Subaru's early-'90s Impreza L is the perfect drift car. Except for the underpowered and naturally aspirated lump underneath its hood, its limited steering angle, and its pair of toothpick axles tied up to an AWD layout that louses up everything that has to do with any sort of premeditated slide. It's the ultimate drift car, except when you realize that it isn't.
To want to drift anything at all like an Impreza L, you've got to either be hopelessly infatuated with the car or be incredibly naive. Robert Ljuba, as it turns out, knows every single one of the Subaru coupe's shortcomings and went about having it all chopped, cut, and welded into submission to make the Impreza do everything he thought it should've done to begin with. Naive, he is not.
Not being naive doesn't mean Ljuba isn't utterly eccentric, though. It's a prerequisite for wanting to drift something that physics says you shouldn't and for wanting to do it with an engine that the Impreza's never even heard of. We're talking about Ford's 5.0L V-8, which was really just a stand-in for the SR20DET Ljuba had initially stuck underneath that hood and that blew itself up in a hurry (not that Nissan's SR was any more orthodox). That Nissan-Subaru merger was the original arrangement until a dented-up oil pan that seemed harmless enough had its way with the oil pick-up tube that's responsible for all sorts of important things, like lubricating just about every moving part and keeping the whole assembly from seizing up. For Ljuba, the choice between an engine rebuild worth more than the car or that V-8 engine swap all of a sudden was an easy one.
You think getting anything from Ford to fire up inside of a Subaru that's native to half as many cylinders isn't easy and you don't know half the story. Were it not for Ljuba's friend and chief fabricator, Christ "Crick" Filippi, who already had the old Windsor block in the back of his shop and was familiar with its workings, all signs point to another Nissan engine going into place.

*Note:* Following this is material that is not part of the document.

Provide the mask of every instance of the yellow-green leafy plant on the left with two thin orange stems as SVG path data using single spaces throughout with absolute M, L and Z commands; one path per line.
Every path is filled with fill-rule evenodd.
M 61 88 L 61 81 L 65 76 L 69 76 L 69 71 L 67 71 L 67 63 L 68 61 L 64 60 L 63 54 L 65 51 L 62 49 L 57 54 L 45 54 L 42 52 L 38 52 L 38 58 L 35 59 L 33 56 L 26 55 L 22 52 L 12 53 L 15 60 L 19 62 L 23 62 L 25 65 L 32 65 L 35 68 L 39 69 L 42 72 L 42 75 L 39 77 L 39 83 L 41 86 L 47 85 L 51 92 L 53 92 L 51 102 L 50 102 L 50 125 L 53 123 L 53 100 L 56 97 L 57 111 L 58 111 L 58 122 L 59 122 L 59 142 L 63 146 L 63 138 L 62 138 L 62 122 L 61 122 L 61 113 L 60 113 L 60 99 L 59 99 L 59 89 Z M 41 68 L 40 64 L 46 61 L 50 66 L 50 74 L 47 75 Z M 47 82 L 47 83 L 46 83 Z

Thank goodness for Crick and that V-8 of his, though, because it's a big part of what's earned Ljuba's semi-daily-driven and part-time race car the sort of recognition that, if we're being honest, cars like the Impreza L just don't normally deserve.
Today, the car's known as the "Ljuba-ru," and that's all very fitting because this Subaru Impreza is nothing at all like a Subaru Impreza. Never mind all of that business underneath the hood that's got anything to do with Detroit and the Ljuba-ru's still unique. "A classic challenge with modifying [a] Subaru [for] drifting is pulling more angle out of its front wheels," Ljuba says about one of the car's most important mods you'll probably never notice but that had to be made. "[We built] a custom set of front lower control arms, modified the knuckles, and built a custom bumpsteer kit that pairs up with a front-wheel-drive Impreza rack and pinion." Turns out that if you want to drift an Impreza, this is where you've got to start.
And by "we" Ljuba means Crick, who's responsible for sorting out anything that landed within the realm of fabrication. "[I had] a close-knit group of friends who helped me build this car, and who had extensive knowledge with not only Ford engines, but Ford chassis," he says, explaining who's responsible for what. "I was basically just the installer when new parts came in that were suspension-related," Ljuba says, almost underestimating his contributions but for the sake of not forgetting guys like Crick as well as Trent Mussler, who made things work electrically, and Daniel Bordeau, who got a WRX instrument cluster to play nicely with the V-8.
The list of cars Ljuba's gone through isn't an obvious one and yet it hints at the inevitability of something like a RWD-converted and V-8-swapped Impreza. Ljuba doesn't reminisce about the almost requisite K20-swapped Civic hatchback that you think he should've had but instead reflects on the semi-obscure, like an SC300, an old 510, and even a Celica All-Trac. There was a time, Ljuba says, that he'd cycle through new cars about every other month, mostly because something more special than whatever it is he was driving happened to catch his attention. None compare to the Ljuba-ru, though, and he'll be the first to make sure you know why.
Ljuba's proud of what he and his crew's put together, but he doesn't need you to think he's any sort of Subaru mastermind or that everything went exactly as planned. "I'm by no means a well-experienced Subaru enthusiast...and I've had no prior experience with Ford engines," he says in an up-front sort of way. "I'm just a fan of the [Impreza's] exterior styling." He also happens to have the right kind of friends.
Ljuba isn't trying to sell you on the fact that the Impreza L is the perfect drift car. He knows it isn't. A V-8 engine swap, a one-off suspension, a firewall that's been cut, a transmission tunnel that's been added, and an STI differential that's been bolted into place all just to be able to make those controlled slides happen do the talking for him. No, the Subaru Impreza L is not the perfect drift car. But maybe the Ljuba-ru is.